When the date is self-evident — e.g., the body text publication date in the SCOTUSBlog post — the models can usually (though not always) be relied upon to provide the correct answer. For ambiguous cases, where there are multiple date signals, the models tend to be parsimonious; they seem inclined towards the most readily discoverable dates, which are those in the body text. Where they are most useful is in bringing to bear unexpected, supplementary references, such as the other webpages announcing the U.S. Supreme Court website launch date or the fact that Space Jam debuted in November 1996.
If I'm looking for that kind of integrated and expanded discovery, I could see potentially using these tools in the early stages of an investigation.
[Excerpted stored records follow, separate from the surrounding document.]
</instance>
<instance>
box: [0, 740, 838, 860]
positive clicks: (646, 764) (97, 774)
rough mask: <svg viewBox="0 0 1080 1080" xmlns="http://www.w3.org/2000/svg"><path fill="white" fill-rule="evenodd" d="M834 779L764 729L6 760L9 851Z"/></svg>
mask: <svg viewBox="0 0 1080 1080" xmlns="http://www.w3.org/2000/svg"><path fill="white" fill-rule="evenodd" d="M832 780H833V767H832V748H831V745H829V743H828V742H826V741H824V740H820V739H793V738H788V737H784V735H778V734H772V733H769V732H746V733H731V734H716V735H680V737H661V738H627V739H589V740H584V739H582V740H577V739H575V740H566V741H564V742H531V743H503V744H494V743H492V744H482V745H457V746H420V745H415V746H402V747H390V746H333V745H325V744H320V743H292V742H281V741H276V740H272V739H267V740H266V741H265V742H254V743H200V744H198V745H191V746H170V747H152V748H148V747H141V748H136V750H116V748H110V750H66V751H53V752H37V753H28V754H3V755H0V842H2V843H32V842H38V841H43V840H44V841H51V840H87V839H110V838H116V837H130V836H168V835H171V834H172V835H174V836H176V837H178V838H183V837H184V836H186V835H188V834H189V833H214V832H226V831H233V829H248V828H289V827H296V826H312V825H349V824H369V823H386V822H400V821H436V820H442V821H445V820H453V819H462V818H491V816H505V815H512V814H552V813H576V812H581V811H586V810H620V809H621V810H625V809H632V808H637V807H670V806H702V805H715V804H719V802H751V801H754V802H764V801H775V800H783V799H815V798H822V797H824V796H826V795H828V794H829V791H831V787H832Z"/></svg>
Given current (i.e., now several-month-old) capabilities, I'm disinclined to rely on them for much more than that, as the accuracy of responses — to say nothing of the responses themselves even for the same model and prompt — is highly variable. Anecdotally, repeating the same prompts often yielded materially different answers. And to the extent that responses are correct, they're often less precise than I could otherwise discern using approaches such as IAWM or source code analysis.
In summary, while applying frontier models could be either a useful place to start or a complement to other approaches, they don't appear to be yet reliable enough that more manual and more proven techniques for temporal web forensics won't be the better approach.